Диккенс и Теккерей вроде бы жили и в наши дни – ведь ничто не изменилось в старой доброй Англии: в частных школах орудовали розгами жестокие педагоги, бедные Джейн Эйр безнадежно влюблялись в самодовольных пэров, и страсть их разбивалась о рифы сословного неравенства. Вокруг бродило мерзкое жулье вроде Урии Гипа, ростовщики бросали несчастных нищих в долговые ямы, а лицемерка леди Шарп из «Ярмарки тщеславия» дерзко пробивалась из грязи в истеблишмент, торгуя совестью и телом. И над всеми этими причудливыми английскими судьбами, словно божественное ослепительное солнце, высился бородатый гигант Карл Маркс, сумевший проверить на Англии свои универсальные законы, – ведь там началась первая промышленная революция, там, наконец, незрелые луддиты дали толчок пролетарскому движению.
Англия – Антанта, Англия – интервент, нота Керзона, игры с Гитлером и Мюнхен, затяжка «второго фронта», речь Черчилля в Фултоне, Англия – заклятый враг, тонкий и хитрый в отличие от прямолинейного дядюшки Сэма. Удивляло, что мудрый Сталин разрешил английским коммунистам (и только им!) переходить от капитализма к социализму мирным парламентским способом, а не проверенным способом: революционным уничтожением граждан, обожавших буржуазный строй. Меня эта ересь вождя даже смущала: теория должна быть четкой, и нет иного перехода к социализму кроме Октябрьской революции. (Явный троцкизм, суливший мне в тридцатые годы вышку.) Британский лев отличался коварством. Достаточно вспомнить капитана Крэбба, английского разведчика-водолаза, поднырнувшего под советский крейсер с Булганиным и Хрущевым во время стоянки в Портсмуте, дабы изучить секретные механизмы. Газеты писали, что его пришибли в воде, – поделом ему, думал я, застиг бы его за этим грязным делом, двинул бы самолично кирпичом по голове.

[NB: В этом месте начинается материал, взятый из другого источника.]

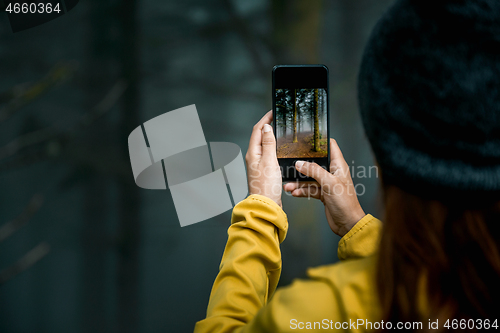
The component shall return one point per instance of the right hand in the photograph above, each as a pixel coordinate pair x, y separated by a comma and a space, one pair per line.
335, 189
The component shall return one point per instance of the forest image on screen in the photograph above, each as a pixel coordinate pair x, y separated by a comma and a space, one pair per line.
301, 123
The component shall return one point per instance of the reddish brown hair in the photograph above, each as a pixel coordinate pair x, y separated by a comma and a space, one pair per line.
451, 245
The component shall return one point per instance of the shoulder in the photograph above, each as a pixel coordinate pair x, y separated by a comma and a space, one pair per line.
332, 293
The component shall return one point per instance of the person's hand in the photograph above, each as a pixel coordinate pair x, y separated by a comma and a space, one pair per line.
335, 189
264, 174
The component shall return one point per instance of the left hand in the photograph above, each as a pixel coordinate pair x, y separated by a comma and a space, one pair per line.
264, 174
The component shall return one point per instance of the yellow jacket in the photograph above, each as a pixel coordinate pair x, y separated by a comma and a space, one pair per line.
334, 296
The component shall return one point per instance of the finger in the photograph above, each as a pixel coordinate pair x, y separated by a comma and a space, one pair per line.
255, 145
268, 144
313, 170
289, 187
307, 192
337, 160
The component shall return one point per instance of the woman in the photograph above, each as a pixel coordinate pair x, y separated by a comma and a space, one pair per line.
430, 102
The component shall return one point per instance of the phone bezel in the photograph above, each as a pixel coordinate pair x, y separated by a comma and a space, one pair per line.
301, 77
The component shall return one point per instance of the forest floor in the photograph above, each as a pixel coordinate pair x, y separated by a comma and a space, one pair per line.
303, 148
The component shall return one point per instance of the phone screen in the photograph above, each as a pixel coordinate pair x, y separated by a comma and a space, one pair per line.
301, 123
301, 117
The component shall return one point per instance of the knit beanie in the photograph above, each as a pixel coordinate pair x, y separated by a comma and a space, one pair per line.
429, 95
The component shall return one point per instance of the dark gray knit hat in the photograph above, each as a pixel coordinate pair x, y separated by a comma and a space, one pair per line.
429, 94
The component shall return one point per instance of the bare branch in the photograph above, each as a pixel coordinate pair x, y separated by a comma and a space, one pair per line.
10, 227
28, 260
224, 90
247, 37
49, 133
26, 94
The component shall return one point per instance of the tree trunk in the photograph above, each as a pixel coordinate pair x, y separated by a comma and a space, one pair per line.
284, 122
294, 115
99, 77
317, 146
129, 231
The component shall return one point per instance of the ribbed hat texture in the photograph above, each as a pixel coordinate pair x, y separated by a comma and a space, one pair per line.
429, 95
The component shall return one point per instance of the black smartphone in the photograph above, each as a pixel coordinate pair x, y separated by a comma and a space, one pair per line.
301, 117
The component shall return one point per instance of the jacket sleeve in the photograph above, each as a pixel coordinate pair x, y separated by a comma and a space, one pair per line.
362, 240
250, 266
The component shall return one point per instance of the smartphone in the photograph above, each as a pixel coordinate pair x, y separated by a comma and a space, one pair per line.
301, 117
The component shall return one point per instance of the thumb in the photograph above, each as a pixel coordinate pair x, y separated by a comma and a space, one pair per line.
268, 143
313, 170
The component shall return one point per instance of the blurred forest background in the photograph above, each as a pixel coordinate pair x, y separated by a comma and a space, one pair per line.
82, 249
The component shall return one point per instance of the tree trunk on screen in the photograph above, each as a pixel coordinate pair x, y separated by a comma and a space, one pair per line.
284, 122
317, 146
294, 115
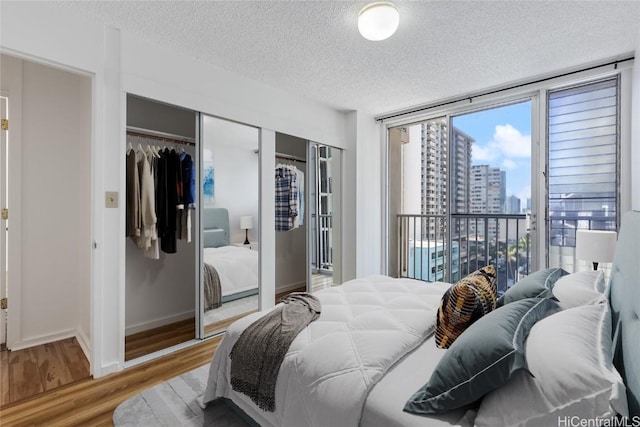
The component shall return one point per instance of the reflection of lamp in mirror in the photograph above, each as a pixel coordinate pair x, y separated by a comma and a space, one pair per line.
246, 223
595, 246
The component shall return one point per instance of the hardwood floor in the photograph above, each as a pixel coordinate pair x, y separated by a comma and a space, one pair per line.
91, 402
24, 373
152, 340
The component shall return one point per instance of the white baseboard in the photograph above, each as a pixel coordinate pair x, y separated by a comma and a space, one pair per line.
43, 339
155, 323
290, 287
107, 369
85, 344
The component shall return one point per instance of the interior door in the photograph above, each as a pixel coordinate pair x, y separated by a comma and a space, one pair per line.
4, 222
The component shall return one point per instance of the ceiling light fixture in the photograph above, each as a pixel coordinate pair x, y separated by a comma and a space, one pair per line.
378, 21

Так я готовился к своей битве за Англию, корпел над разномастными фолиантами, включая даже стилизованный роман Голдсмита о похождениях китайца в Лондоне (возможно, самое удачное пособие для русского разведчика). Мечтал о дерзких акциях, о кражах самых страшных секретов, жаждал циркулировать в правительственных кругах, кого-то похлопывать по плечу, кому-то жать руку, кого-то ласково обнимать и – вербовать! вербовать! вербовать!
Впрочем, с живым Джоном Булем я встречался не только в теории, судьбе угодно было столкнуть меня с Альбионом в институтские годы, когда еще студентом я подрабатывал в «Интуристе» в середине 50-х годов.
Организация тогда только начала оперяться и принимать первых туристов, расстилая перед ними скатерти-самобранки самого-самого в мире социалистического общества. Иностранцам демонстрировали лучший в мире университет, лучшее в мире метро, успехи колхозного строя на Сельскохозяйственной выставке, и не дай Бог туристу отойти в сторону от проспектов и сфотографировать нетипичную лачугу, белье, сушившееся на веревках, или помойку во дворике. Вначале в СССР приезжали единицы, отчаянные смельчаки, но как их принимали, как кормили, как упаивали до положения риз под флагом знаменитого русского хлебосольства! О, монбланы зернистой и паюсной икры, о, нежные, как дыхание весны, ломтики осетрины, лососины и белуги! Как тоскую я по вереницам бутылок с живительным грузинским вином, тогда еще не разбавленным водой… Ошеломленный турист бродил меж всех этих яств, расплачиваясь талонами (намек на отмену денег при коммунизме), и незрелыми своими мозгами переваривал все преимущества социалистической системы.
Мой первый англичанин оказался заядлым путешественником и кинолюбителем, он громко хохотал, раздувая розовые щеки и разрушая все мои представления о приличиях. Он жестикулировал у моего носа, быстро ходил, почти бежал, мгновенно возбуждался и возмущался (просто какой-то итальянец или грузин!), особенно когда во время его незапланированных бесед с некоторыми чересчур прозападными советскими гражданами я переводил лишь те части их высказываний, которые совпадали с общей политической линией. Как я намучился с его кинокамерой! – ведь он пытался снять даже такой секретный объект, как здание КГБ на Лубянке, он нацеливался даже на такое важное стратегическое место, как Крымский мост. Да и с пропагандой все шло вкривь и вкось: он все время сбивался с проверенных маршрутов у Красной площади, уходил с улицы Горького в грязные боковые переулки, неожиданно спускался в подвалы, вереща своей чертовой кинокамерой, заговаривал со стилягами, позорившими облик советского человека узкими брюками, длинными пиджаками, туфлями на каучуковой подошве и любовью к джазу.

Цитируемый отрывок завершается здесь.